Xu Qingguo, Zhu Jiajie, Luo Yin, Li Weimin
School of Computer Engineering and Science, Shanghai University, Shanghai, China.
School of Life Sciences, East China Normal University, Shanghai, China.
Interdiscip Sci. 2023 Jun;15(2):202-216. doi: 10.1007/s12539-023-00553-3. Epub 2023 Mar 28.

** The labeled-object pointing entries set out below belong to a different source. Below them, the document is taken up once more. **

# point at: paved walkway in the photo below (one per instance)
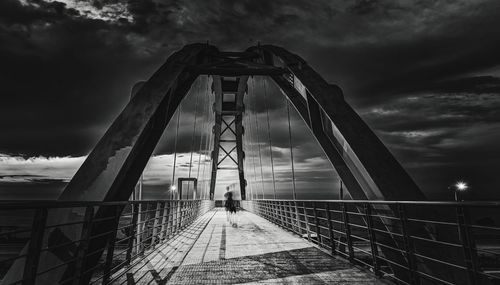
(255, 252)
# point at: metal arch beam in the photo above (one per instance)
(114, 166)
(378, 173)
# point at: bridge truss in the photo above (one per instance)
(111, 171)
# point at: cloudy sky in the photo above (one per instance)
(424, 74)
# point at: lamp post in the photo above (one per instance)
(459, 187)
(172, 189)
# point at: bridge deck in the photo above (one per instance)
(210, 251)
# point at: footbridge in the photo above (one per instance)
(261, 121)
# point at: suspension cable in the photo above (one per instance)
(192, 141)
(294, 193)
(269, 136)
(258, 141)
(175, 145)
(202, 194)
(249, 150)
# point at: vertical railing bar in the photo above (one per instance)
(316, 224)
(35, 246)
(164, 221)
(132, 234)
(409, 250)
(306, 218)
(468, 245)
(111, 248)
(373, 241)
(155, 224)
(330, 230)
(347, 231)
(83, 245)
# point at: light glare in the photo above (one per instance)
(461, 186)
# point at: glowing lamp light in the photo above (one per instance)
(461, 186)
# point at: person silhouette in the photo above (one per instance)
(230, 206)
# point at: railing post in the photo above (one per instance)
(83, 245)
(316, 224)
(132, 232)
(306, 218)
(410, 253)
(347, 231)
(297, 218)
(164, 221)
(468, 243)
(330, 230)
(35, 246)
(373, 241)
(111, 249)
(156, 223)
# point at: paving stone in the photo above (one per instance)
(211, 251)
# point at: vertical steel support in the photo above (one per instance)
(316, 224)
(468, 244)
(164, 222)
(156, 224)
(330, 229)
(233, 109)
(111, 248)
(306, 218)
(347, 231)
(83, 245)
(35, 246)
(297, 218)
(373, 241)
(408, 245)
(132, 232)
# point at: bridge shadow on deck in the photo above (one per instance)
(211, 251)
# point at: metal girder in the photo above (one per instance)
(376, 170)
(234, 110)
(363, 162)
(114, 166)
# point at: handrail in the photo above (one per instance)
(390, 240)
(132, 228)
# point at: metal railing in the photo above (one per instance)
(101, 245)
(406, 242)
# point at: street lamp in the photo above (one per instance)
(460, 187)
(172, 190)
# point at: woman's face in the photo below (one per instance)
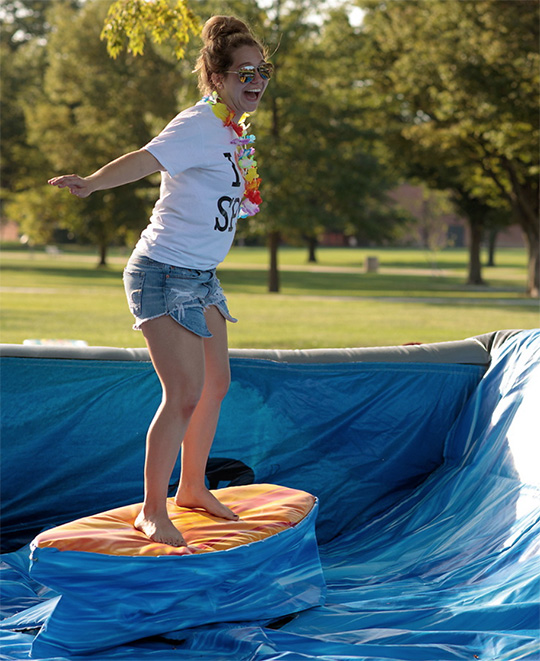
(242, 97)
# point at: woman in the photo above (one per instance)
(208, 180)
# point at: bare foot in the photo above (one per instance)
(159, 529)
(205, 500)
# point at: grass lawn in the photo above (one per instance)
(413, 297)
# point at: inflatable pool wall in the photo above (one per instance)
(424, 460)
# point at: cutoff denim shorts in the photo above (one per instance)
(155, 290)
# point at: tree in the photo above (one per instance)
(130, 22)
(91, 110)
(458, 82)
(320, 169)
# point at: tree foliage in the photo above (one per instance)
(89, 110)
(456, 84)
(130, 22)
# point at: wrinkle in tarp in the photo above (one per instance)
(430, 508)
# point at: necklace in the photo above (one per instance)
(244, 154)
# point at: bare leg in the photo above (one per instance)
(192, 491)
(178, 358)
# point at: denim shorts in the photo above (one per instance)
(155, 290)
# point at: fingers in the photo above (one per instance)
(77, 185)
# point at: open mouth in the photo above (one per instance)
(253, 94)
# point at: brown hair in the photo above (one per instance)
(221, 36)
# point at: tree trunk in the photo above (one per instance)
(274, 239)
(312, 249)
(102, 255)
(475, 263)
(533, 265)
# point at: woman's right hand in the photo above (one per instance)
(79, 186)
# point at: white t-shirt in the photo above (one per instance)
(194, 221)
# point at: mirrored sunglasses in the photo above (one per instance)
(247, 73)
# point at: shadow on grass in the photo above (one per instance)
(63, 271)
(255, 281)
(344, 284)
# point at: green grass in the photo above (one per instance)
(331, 304)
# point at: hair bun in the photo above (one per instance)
(221, 27)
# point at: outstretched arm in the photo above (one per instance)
(130, 167)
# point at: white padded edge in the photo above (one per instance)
(474, 350)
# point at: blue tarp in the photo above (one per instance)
(427, 475)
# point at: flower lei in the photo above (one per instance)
(244, 154)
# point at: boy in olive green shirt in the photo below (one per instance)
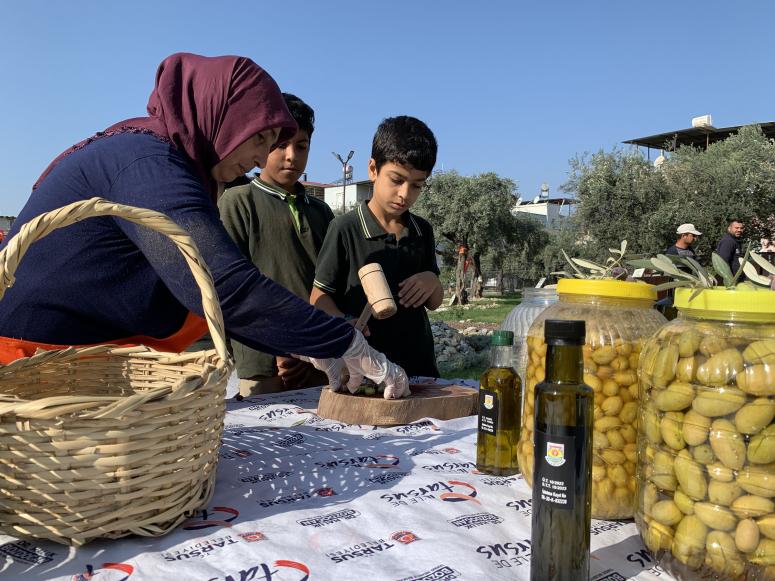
(281, 230)
(383, 230)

Gene expression as an unstable form of cell characterization has been widely used for single-cell analyses. Although there are cell-specific networks (CSN) to explore stable gene associations within a single cell, the amount of information in CSN is huge and there is no method to measure the interaction level between genes. Therefore, this paper presents a two-level approach to reconstructing single-cell features, which transforms the original gene expression feature into the gene ontology feature and gene interaction feature. Specifically, we first squeeze all CSNs into a cell network feature matrix (CNFM) by fusing the global position and neighborhood influence of genes. Next, we propose a computational method of gene gravitation based on CNFM to quantify the extent of gene-gene interaction, and we can construct a gene gravitation network for single cells. Finally, we further design a novel index of gene gravitation entropy to quantitatively evaluate the level of single-cell differentiation. The experiments on eight different scRNA-seq datasets show the effectiveness and broad application prospects of our method.
基因表达作为一种不稳定的细胞表征形式,已被广泛用于单细胞分析。尽管存在细胞特异性网络(CSN)来探索单个细胞内的稳定基因关联,但CSN中的信息量巨大,且没有方法来测量基因之间的相互作用水平。因此,本文提出了一种两级方法来重建单细胞特征,该方法将原始基因表达特征转化为基因本体特征和基因相互作用特征。具体而言,我们首先通过融合基因的全局位置和邻域影响,将所有CSN压缩为一个细胞网络特征矩阵(CNFM)。接下来,我们基于CNFM提出了一种基因引力计算方法,以量化基因-基因相互作用的程度,并可为单细胞构建一个基因引力网络。最后,我们进一步设计了一种新颖的基因引力熵指标,以定量评估单细胞分化水平。在八个不同的scRNA-seq数据集上进行的实验表明了我们方法的有效性和广阔的应用前景。